German Chancellor Olaf Scholz on Sunday talked at an event of the Jewish area in Frankfurt to note the 80th wedding anniversary of the freedom of the Nazis’ biggest prisoner-of-war camp, Auschwitz.
“Jewish life, that is Frankfurt. Jewish life, that is Germany. That is us,” Scholz claimed in comments at the celebration.
In Frankfurt, Scholz claimed that Germany had a duty to support the memory of the Holocaust dedicated by Germans throughout World War II.
Scholz likewise emphasized the “worrying and alarming normalization” of anti-Semitism, hate and the much right, particularly on social networks.
“The internet and social networks in particular often become a hotbed for extremist positions, incitement and hatred,” Scholz alerted.
German obligation ‘will certainly not finish’
More than one million individuals passed away at the Auschwitz-Birkenau prisoner-of-war camp in inhabited Poland throughout World War II. Most of the targets where Jews, however they likewise consisted of non-Jewish Poles, Roma and Soviet soldiers.
“I am against turning the page, saying ‘that was long ago’,” Scholz claimed.

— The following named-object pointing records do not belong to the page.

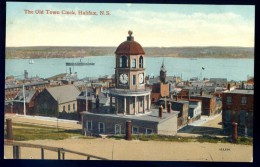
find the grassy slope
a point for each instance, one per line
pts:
(185, 52)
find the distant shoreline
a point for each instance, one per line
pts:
(175, 52)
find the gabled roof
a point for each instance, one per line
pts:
(64, 93)
(28, 96)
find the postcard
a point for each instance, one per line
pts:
(126, 81)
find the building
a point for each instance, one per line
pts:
(12, 90)
(160, 86)
(210, 104)
(238, 106)
(132, 100)
(18, 102)
(54, 100)
(87, 100)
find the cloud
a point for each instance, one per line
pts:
(150, 29)
(196, 29)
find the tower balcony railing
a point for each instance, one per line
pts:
(129, 92)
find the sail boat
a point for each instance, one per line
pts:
(80, 63)
(31, 61)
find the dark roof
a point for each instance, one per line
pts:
(241, 91)
(103, 99)
(28, 96)
(27, 84)
(129, 47)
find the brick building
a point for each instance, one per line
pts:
(210, 104)
(129, 100)
(18, 102)
(238, 106)
(11, 91)
(54, 100)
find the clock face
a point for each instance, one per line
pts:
(141, 78)
(123, 78)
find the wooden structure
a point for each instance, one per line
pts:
(60, 151)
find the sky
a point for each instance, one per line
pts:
(153, 25)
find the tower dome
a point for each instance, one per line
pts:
(129, 47)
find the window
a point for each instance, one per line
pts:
(134, 79)
(141, 62)
(229, 100)
(228, 116)
(133, 100)
(148, 131)
(101, 127)
(141, 102)
(133, 63)
(243, 100)
(123, 62)
(89, 125)
(242, 117)
(117, 129)
(135, 130)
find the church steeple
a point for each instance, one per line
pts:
(163, 73)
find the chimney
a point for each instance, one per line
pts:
(89, 105)
(160, 111)
(229, 86)
(169, 106)
(128, 130)
(201, 92)
(97, 102)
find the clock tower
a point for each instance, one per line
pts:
(131, 97)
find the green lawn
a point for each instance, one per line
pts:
(205, 138)
(22, 132)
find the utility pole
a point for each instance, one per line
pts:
(24, 107)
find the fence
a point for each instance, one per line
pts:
(60, 151)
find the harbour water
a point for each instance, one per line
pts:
(232, 69)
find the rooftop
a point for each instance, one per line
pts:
(241, 91)
(150, 116)
(64, 94)
(129, 47)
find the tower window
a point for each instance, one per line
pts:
(141, 62)
(123, 62)
(244, 100)
(101, 127)
(134, 79)
(133, 63)
(229, 100)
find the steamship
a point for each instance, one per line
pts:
(80, 63)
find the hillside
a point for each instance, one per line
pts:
(182, 52)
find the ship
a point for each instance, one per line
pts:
(31, 61)
(80, 63)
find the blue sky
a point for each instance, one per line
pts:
(152, 25)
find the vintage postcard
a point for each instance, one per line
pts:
(126, 81)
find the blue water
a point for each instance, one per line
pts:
(232, 69)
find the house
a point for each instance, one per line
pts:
(194, 110)
(129, 100)
(12, 90)
(18, 102)
(87, 100)
(211, 105)
(238, 106)
(54, 100)
(106, 122)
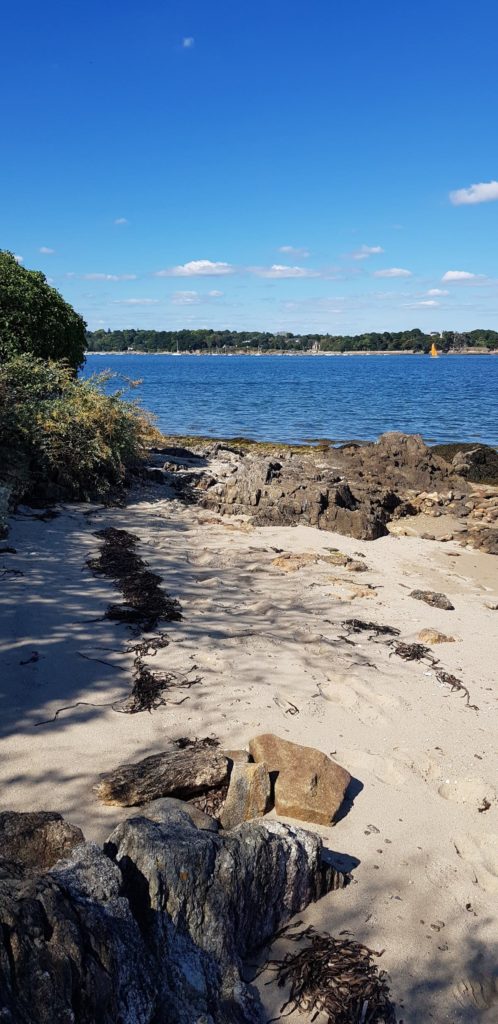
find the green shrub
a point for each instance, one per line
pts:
(35, 318)
(61, 437)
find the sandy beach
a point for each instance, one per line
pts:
(262, 647)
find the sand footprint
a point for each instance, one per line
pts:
(481, 852)
(367, 765)
(468, 791)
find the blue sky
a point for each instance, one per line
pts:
(320, 166)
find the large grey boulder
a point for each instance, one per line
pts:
(71, 951)
(205, 901)
(155, 936)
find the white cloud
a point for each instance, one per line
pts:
(365, 251)
(107, 276)
(293, 251)
(392, 271)
(485, 192)
(458, 275)
(184, 298)
(278, 270)
(135, 302)
(197, 268)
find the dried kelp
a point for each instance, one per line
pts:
(150, 689)
(359, 626)
(144, 601)
(207, 741)
(413, 652)
(337, 977)
(409, 652)
(455, 684)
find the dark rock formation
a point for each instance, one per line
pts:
(478, 463)
(173, 773)
(205, 901)
(156, 935)
(355, 489)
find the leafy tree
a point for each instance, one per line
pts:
(35, 318)
(64, 437)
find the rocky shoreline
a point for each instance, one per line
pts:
(359, 489)
(335, 684)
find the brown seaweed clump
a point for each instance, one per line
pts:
(337, 977)
(144, 601)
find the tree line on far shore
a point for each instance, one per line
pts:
(209, 341)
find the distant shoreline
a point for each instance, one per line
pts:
(478, 351)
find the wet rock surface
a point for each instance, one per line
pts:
(357, 489)
(155, 928)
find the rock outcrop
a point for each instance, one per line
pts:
(433, 598)
(71, 951)
(308, 785)
(37, 840)
(248, 795)
(154, 929)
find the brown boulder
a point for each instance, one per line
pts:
(309, 785)
(174, 773)
(248, 795)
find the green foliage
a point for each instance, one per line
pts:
(35, 318)
(252, 341)
(61, 437)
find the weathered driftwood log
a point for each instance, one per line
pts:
(173, 773)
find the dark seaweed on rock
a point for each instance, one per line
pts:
(359, 626)
(337, 977)
(144, 601)
(455, 684)
(413, 652)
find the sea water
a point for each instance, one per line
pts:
(305, 397)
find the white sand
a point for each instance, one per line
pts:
(424, 859)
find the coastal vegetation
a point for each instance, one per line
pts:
(209, 341)
(60, 437)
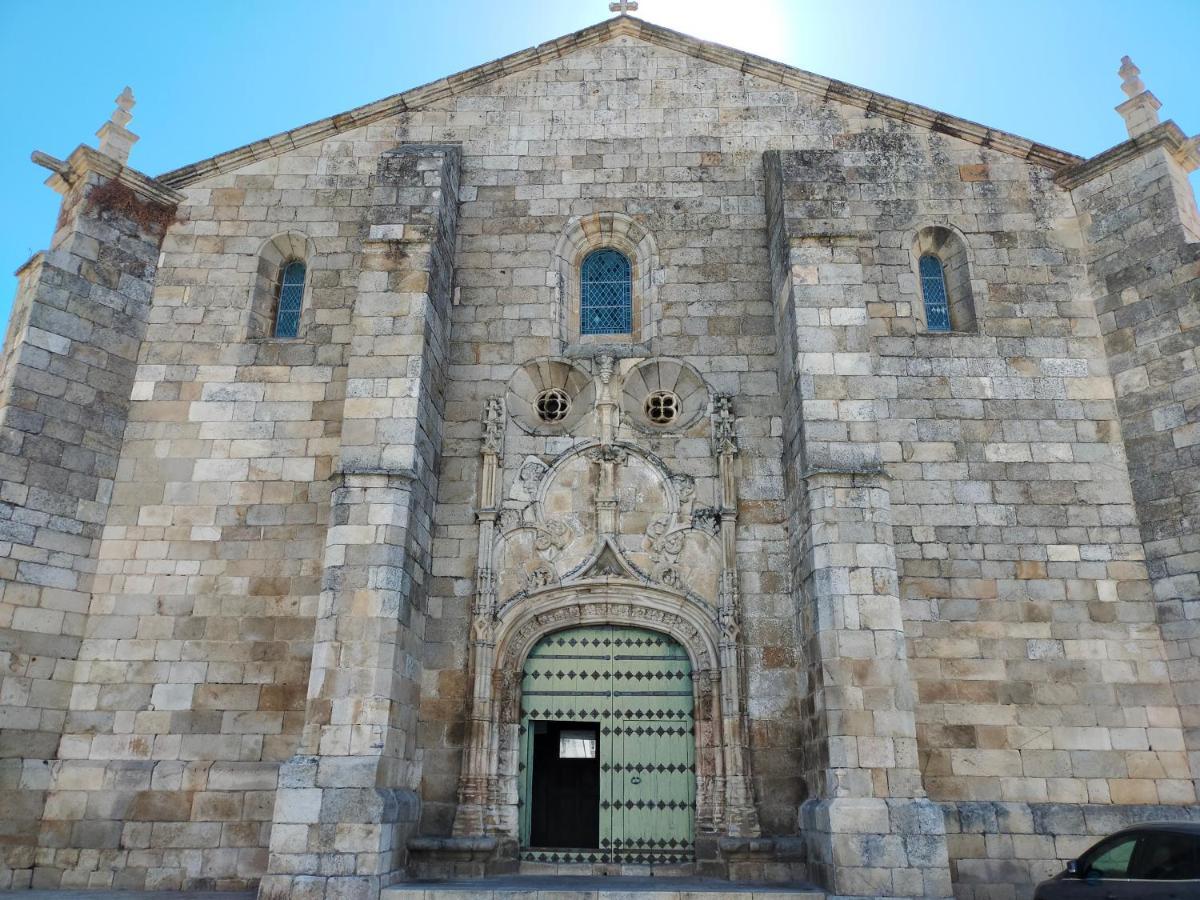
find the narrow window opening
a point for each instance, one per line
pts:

“We keep alive the memory of the civilizational breakdown of the Shoah (Holocaust) committed by Germans, which we pass down to each generation in our country again and again: our responsibility will not end,” he claimed.
The Holocaust is “millions of individual stories,” individuals “like you and me. It is also this awareness that we must pass down in our remembrance,” he included.
This cumulative memory is based upon “indisputable facts that everyone in our country must face regardless of origin, family history or religion,” Scholz claimed.